Cheat sheet for Data Science Pipeline

  • Exploratory Data Analysis
  • Building new Features
  • Dimensionality reduction
  • Removing Outliers
  • Selecting Validation Metrics & Testing and Validation
  • Cross Validation & Hyperparameter tuning
  • Feature Selection.

Exploratory Data Analysis:

This is the very first step in the data science process. It is done to understand the dataset better, check its features and shape, validate an initial hypothesis, and get a preliminary idea about the next step.

E.g.:

df = pd.read_csv(“<file-location>”)

df.describe()

# describe provides count and 5-point summary about the dataset

df.boxplot(return_type=’axes’)

# boxplot plots the data to visualize as boxplot.

df.quantile([0.1,0.9]

# to get the 10 th and 90 th quantile

df.<categorical variable name>.unique()

# to get the unique list in a categorical variable

pd.crosstab(df[‘<varaible name>’],df[‘<variable name>’])

# crosstab creates co-occurrence matrix/ similarity matrix

Building new features:

In cases where features and target variables are not really related, we need to modify the input dataset. We can apply either linear or nonlinear transformations to improve the accuracy of the system.

a). Normalize the input feature using Z-scores.

from sklearn.preprocessing import StandardScaler

scaler = StandardScaler()

df_scaled = scaler.fit_transform(df)

b). Instead of using Z-normalization which is affected by outlier since it operates on mean and standard deviation, we can use RobustScaler which uses mean and IQR(Inter-Quartile Range) to scale each feature independently.

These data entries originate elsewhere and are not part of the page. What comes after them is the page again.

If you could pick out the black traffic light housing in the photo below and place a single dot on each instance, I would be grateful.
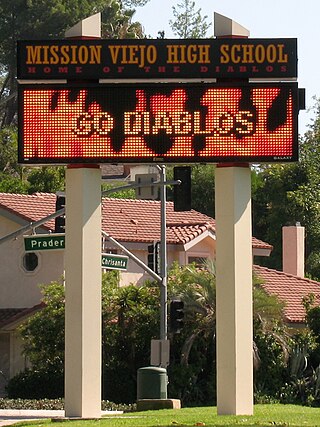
(153, 257)
(182, 192)
(176, 316)
(60, 221)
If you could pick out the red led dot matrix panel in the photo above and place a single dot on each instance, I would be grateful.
(168, 123)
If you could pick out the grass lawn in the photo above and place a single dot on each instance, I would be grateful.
(264, 415)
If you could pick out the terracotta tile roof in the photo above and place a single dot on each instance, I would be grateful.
(125, 220)
(290, 289)
(10, 315)
(139, 221)
(30, 207)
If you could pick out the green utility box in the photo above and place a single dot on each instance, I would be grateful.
(152, 383)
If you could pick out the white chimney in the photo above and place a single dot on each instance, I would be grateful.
(293, 250)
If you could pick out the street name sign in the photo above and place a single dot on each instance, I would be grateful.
(44, 242)
(114, 262)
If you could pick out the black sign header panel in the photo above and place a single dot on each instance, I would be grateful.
(157, 59)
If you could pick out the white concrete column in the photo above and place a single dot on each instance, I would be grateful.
(83, 292)
(234, 291)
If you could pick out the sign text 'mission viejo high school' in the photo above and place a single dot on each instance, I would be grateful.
(161, 58)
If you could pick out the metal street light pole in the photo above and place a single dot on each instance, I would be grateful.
(163, 257)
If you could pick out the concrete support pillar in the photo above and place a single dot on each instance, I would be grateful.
(234, 291)
(83, 293)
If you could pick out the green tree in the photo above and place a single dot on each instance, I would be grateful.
(287, 194)
(189, 22)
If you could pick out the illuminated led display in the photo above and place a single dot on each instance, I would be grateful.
(170, 123)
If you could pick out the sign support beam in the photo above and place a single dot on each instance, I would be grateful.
(233, 275)
(234, 291)
(83, 293)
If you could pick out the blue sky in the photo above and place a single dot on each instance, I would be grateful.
(266, 19)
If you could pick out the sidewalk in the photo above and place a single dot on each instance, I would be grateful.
(12, 416)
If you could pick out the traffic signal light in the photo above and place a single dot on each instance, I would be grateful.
(60, 221)
(176, 316)
(153, 257)
(182, 192)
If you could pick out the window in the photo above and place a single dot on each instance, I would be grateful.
(198, 261)
(30, 261)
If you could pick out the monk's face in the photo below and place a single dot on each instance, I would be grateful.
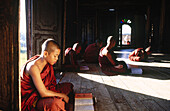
(78, 50)
(53, 56)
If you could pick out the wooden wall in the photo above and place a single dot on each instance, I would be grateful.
(9, 55)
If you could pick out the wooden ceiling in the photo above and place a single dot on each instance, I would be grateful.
(121, 5)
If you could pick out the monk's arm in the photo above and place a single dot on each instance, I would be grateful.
(109, 56)
(35, 74)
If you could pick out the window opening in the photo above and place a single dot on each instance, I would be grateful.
(22, 32)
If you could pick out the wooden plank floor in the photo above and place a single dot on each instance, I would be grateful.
(147, 92)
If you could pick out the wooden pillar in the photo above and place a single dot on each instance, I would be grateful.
(148, 27)
(9, 60)
(64, 30)
(162, 23)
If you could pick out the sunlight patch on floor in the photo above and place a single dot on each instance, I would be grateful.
(146, 86)
(150, 63)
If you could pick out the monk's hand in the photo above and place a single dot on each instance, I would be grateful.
(66, 98)
(119, 66)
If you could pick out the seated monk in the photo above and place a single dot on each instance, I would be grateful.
(39, 90)
(92, 52)
(71, 63)
(107, 59)
(140, 54)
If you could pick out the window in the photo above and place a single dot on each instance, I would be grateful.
(23, 44)
(125, 32)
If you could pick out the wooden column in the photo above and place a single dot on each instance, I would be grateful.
(162, 24)
(9, 60)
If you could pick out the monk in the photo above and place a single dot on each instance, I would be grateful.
(71, 58)
(39, 90)
(92, 52)
(107, 60)
(140, 54)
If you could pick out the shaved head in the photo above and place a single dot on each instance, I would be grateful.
(110, 39)
(49, 45)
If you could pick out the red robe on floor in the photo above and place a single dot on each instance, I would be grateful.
(136, 55)
(29, 93)
(91, 53)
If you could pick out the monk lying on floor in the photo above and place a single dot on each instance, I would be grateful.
(140, 54)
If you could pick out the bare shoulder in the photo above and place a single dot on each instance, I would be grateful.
(32, 68)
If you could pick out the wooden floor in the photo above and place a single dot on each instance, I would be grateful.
(147, 92)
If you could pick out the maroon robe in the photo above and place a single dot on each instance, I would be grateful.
(108, 68)
(137, 55)
(30, 95)
(91, 53)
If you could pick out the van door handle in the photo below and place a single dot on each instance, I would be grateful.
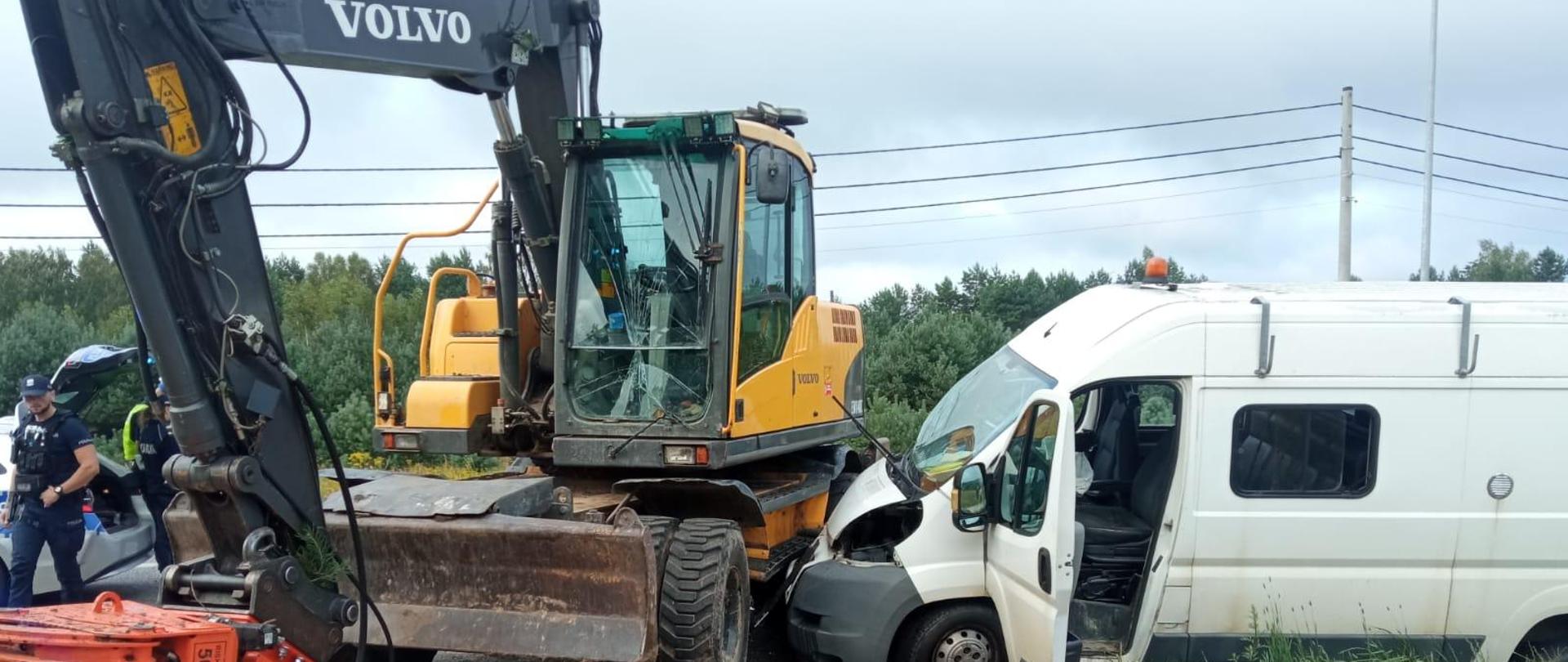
(1045, 570)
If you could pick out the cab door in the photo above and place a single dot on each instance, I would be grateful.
(1029, 542)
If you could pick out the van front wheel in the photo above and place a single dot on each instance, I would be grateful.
(960, 633)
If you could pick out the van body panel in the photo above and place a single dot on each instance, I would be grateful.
(944, 562)
(872, 490)
(1416, 551)
(1509, 570)
(1380, 562)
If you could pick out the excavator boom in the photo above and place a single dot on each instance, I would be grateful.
(160, 136)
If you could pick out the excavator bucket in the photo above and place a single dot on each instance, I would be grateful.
(474, 566)
(470, 566)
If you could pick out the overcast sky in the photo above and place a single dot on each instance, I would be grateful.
(879, 74)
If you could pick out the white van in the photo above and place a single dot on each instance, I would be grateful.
(1344, 463)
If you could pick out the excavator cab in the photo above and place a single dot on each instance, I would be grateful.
(684, 330)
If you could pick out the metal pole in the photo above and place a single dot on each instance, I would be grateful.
(1432, 112)
(1344, 184)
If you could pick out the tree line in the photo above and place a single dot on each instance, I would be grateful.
(920, 339)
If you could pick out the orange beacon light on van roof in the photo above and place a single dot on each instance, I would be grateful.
(1156, 272)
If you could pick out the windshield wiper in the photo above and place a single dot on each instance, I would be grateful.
(894, 463)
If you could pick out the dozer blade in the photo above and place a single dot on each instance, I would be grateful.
(501, 584)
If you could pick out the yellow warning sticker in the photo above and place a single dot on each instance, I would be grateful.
(179, 136)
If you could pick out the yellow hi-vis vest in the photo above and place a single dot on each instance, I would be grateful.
(127, 435)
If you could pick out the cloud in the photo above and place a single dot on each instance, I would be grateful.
(918, 73)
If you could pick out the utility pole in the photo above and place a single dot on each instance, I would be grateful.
(1344, 182)
(1432, 114)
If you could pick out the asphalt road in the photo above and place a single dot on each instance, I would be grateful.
(140, 584)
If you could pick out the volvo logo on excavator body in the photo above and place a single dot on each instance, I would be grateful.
(400, 22)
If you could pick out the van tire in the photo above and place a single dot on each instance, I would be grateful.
(705, 597)
(966, 626)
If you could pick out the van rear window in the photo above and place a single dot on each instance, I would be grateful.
(1303, 450)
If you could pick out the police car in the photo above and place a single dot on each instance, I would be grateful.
(119, 526)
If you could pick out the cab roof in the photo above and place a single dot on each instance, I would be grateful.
(778, 138)
(1341, 329)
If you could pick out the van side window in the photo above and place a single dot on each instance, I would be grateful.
(1026, 469)
(1303, 450)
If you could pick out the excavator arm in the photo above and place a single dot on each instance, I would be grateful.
(160, 136)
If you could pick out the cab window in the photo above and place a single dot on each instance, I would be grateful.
(1026, 469)
(775, 271)
(804, 250)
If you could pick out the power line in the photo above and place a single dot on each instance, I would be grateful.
(267, 204)
(1076, 165)
(1463, 129)
(816, 155)
(1462, 181)
(1471, 218)
(1073, 230)
(821, 228)
(1462, 159)
(1073, 190)
(1071, 206)
(1068, 134)
(1467, 194)
(821, 214)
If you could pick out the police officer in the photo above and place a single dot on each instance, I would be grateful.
(154, 447)
(56, 460)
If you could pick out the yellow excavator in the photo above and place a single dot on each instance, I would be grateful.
(666, 350)
(651, 339)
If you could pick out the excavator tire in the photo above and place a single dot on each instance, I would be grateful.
(659, 527)
(705, 598)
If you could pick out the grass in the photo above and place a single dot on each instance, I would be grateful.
(1269, 642)
(320, 564)
(439, 467)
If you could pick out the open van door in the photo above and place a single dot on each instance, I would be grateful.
(1024, 504)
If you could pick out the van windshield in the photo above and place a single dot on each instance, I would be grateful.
(973, 413)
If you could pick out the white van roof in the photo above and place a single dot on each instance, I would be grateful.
(1319, 330)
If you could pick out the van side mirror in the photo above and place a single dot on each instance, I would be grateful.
(969, 498)
(772, 175)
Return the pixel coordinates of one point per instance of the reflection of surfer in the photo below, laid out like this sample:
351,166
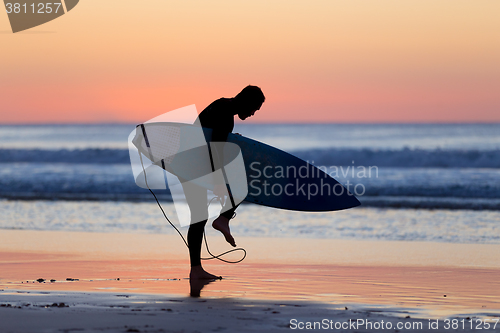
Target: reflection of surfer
219,117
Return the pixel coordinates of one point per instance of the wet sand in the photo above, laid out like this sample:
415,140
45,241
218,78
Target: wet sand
279,280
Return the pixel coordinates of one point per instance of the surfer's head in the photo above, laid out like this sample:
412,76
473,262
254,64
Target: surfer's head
249,100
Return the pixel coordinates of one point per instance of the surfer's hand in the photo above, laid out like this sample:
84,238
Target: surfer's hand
220,191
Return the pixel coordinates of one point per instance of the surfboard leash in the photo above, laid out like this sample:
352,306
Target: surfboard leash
218,257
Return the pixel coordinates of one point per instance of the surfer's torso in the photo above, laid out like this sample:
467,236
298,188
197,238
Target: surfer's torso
219,116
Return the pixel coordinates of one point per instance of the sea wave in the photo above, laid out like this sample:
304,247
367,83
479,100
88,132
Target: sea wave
407,158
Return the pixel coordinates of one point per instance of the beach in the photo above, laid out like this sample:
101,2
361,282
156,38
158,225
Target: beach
84,249
111,282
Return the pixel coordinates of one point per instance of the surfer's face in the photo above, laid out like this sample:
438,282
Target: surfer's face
247,113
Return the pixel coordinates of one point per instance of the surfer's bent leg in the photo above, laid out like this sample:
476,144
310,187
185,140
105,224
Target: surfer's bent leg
196,198
222,223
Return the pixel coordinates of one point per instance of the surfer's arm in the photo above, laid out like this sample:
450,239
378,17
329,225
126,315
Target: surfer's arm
217,150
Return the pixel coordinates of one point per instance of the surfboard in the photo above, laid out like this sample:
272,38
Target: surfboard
274,177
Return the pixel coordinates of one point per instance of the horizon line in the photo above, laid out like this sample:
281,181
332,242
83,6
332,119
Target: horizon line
269,123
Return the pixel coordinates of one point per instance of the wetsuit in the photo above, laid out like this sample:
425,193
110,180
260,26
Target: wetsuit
219,116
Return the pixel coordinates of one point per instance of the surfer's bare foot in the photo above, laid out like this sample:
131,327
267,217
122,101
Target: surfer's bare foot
222,224
197,272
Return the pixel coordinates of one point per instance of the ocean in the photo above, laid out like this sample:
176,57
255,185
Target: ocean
426,182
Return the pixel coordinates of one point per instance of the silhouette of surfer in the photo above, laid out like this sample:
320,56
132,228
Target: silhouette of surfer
219,116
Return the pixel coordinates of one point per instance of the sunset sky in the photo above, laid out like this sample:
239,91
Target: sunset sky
316,61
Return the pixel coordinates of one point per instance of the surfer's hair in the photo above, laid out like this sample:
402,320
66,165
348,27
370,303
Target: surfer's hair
251,95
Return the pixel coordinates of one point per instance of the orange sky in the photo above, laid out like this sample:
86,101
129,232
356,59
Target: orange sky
317,61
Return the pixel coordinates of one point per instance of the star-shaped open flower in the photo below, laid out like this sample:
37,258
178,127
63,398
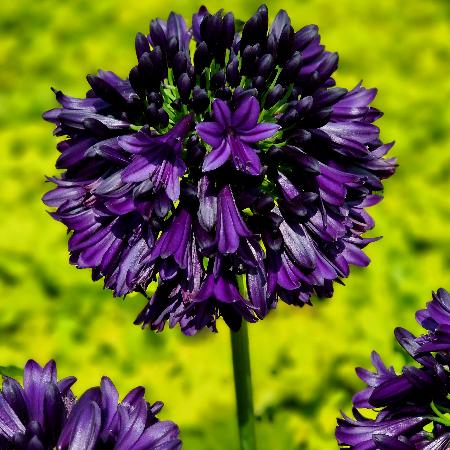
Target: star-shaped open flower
232,133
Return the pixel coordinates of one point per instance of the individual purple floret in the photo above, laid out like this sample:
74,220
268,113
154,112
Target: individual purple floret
45,415
238,165
410,409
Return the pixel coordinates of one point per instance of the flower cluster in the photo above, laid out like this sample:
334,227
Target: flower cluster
229,176
412,408
44,415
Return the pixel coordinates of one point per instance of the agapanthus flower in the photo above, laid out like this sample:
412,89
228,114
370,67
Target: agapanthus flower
44,414
410,409
219,180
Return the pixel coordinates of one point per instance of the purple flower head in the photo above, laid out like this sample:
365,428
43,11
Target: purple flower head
44,415
236,166
405,403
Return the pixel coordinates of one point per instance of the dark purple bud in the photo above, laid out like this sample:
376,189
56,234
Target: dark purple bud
148,73
218,80
157,35
204,26
156,98
104,90
184,87
54,410
291,68
285,44
328,66
228,30
151,114
327,97
216,26
191,71
265,65
159,62
259,83
163,118
179,64
304,36
202,58
250,32
272,45
249,59
172,49
233,77
141,45
136,82
289,118
275,95
263,13
200,100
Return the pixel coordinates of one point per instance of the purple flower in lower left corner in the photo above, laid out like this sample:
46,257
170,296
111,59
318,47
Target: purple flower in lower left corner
44,414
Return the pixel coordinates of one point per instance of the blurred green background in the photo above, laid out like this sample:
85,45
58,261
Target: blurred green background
303,360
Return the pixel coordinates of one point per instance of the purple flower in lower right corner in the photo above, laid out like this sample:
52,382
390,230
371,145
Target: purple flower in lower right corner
44,414
411,409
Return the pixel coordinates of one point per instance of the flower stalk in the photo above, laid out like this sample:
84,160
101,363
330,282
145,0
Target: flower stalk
243,387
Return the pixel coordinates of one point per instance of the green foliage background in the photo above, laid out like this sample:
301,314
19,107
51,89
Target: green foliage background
303,359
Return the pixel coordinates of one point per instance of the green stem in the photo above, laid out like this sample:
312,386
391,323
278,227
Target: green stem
243,387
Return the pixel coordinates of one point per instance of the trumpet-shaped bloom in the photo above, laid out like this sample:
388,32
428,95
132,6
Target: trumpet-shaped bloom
411,407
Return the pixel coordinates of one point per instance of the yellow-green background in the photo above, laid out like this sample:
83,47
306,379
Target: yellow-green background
303,360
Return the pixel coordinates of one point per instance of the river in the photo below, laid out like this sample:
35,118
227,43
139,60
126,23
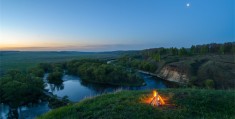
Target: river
76,90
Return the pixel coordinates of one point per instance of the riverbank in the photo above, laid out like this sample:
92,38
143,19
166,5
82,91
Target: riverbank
181,104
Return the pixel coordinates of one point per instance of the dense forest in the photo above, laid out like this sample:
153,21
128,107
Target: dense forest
100,72
207,66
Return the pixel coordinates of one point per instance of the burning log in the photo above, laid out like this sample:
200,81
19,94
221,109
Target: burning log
157,99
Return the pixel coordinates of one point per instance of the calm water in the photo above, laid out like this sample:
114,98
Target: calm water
77,90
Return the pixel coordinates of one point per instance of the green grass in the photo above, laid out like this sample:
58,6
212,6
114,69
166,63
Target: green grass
185,104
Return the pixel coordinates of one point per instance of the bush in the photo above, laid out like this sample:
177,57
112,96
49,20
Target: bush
209,83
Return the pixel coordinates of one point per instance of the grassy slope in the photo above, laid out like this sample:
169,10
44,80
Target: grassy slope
189,103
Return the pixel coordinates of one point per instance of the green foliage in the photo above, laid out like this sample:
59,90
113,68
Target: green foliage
55,77
99,72
20,89
185,104
209,84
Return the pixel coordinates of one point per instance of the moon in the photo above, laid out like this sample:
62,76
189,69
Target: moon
188,5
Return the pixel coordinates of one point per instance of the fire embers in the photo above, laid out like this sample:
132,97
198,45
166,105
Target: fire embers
156,100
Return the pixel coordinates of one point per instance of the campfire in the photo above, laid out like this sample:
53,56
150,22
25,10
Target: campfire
157,99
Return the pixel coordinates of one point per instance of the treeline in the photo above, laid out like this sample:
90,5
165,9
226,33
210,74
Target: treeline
152,59
99,72
213,48
18,89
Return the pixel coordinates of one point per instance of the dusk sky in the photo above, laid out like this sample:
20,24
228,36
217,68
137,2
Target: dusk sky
104,25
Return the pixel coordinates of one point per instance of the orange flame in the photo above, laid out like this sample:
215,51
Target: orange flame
154,93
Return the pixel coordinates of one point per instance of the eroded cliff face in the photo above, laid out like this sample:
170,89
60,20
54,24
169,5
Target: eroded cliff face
174,74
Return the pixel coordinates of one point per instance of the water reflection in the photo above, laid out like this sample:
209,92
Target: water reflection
77,90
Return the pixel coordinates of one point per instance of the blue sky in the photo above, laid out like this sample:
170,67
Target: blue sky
101,25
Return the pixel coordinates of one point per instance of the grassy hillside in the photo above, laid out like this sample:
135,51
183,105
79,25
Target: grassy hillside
181,104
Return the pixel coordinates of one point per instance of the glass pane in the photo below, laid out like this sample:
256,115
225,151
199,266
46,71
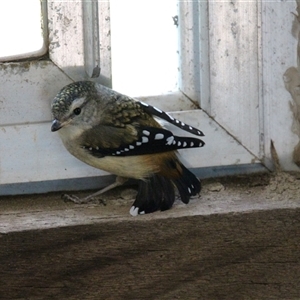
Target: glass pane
20,28
144,46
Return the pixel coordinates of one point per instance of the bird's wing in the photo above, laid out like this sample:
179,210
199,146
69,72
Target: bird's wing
129,140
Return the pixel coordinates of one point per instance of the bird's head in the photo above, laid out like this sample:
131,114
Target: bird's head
73,105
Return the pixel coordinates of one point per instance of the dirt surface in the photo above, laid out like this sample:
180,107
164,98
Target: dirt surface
218,196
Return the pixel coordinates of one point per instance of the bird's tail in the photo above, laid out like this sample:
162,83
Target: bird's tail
158,191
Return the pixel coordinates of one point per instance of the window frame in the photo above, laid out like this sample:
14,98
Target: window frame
224,152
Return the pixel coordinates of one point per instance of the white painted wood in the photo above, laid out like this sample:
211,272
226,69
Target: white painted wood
26,91
79,39
105,43
91,38
194,79
66,44
246,95
279,54
233,41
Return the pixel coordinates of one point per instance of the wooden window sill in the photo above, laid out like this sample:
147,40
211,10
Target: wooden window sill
239,240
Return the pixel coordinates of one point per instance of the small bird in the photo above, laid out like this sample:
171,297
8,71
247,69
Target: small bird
123,136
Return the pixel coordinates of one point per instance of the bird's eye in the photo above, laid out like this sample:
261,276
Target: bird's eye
77,111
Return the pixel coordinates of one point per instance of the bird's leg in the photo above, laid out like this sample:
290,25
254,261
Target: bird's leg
119,181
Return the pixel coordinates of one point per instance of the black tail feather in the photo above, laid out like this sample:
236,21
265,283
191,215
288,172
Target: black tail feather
188,185
158,192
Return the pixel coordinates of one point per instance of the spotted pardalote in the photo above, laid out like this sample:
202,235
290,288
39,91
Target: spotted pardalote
123,136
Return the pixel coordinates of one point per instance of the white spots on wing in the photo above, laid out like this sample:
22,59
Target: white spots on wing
146,132
158,110
170,140
159,136
171,118
134,211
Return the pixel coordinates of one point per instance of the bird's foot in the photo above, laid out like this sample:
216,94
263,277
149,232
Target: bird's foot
86,200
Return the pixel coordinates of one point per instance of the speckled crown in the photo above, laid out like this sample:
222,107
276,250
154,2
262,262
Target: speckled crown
62,101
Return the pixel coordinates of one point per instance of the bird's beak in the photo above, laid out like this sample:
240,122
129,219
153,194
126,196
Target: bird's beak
56,125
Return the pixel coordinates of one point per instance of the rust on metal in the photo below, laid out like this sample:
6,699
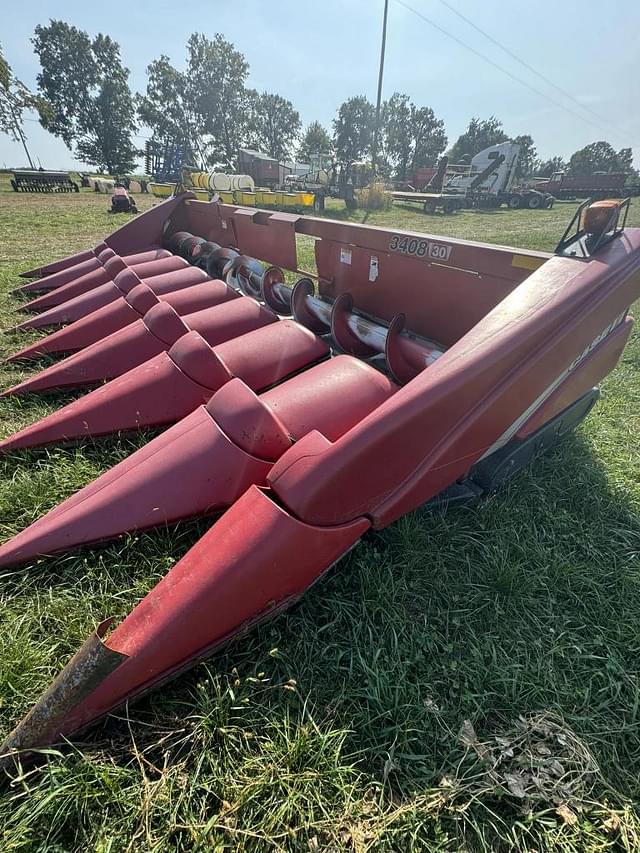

from sklearn.preprocessing import RobustScaler

scaler2 = RobustScaler()

df_r_scaled = scaler2.fit_transform(df)

Dimensionality Reduction:

Dataset may contain large number of features, many of which may be unnecessary. Keeping only the interesting feature is a way to not only make your dataset more manageable but have algorithms work better.

a). Covariance Matrix

– Covariance matrix provides us idea about the correlation. We can remove the variables that are highly correlated with one another.(Caution: It finds only linear relation).

     import numpy as np

            df_cov = np.corrcoef(df.data.T)

b). Principal Component Analysis

– PCA is technique that helps define samller and more relevant set of features. It’s just like restructuring the information in the dataset by aggregating as much as possible of the information onto the initial vectors produced.

            from sklearn.decomposition import PCA

            v_pca = PCA(n_components=2)

            df_pca2 = v_pca.fit_transform(df.data)

c). Other forms of PCA

  1. RandomizedPCA(In case of Big data)
  2. Kernel PCA

d). Latent Factor Analysis

Overall idea is similar to PCA, used when latent factor or a construct is expected to be in the dataset

   from sklearn.decomposition import FactorAnalysis

            v_fact = FactorAnalysis(n_components=2)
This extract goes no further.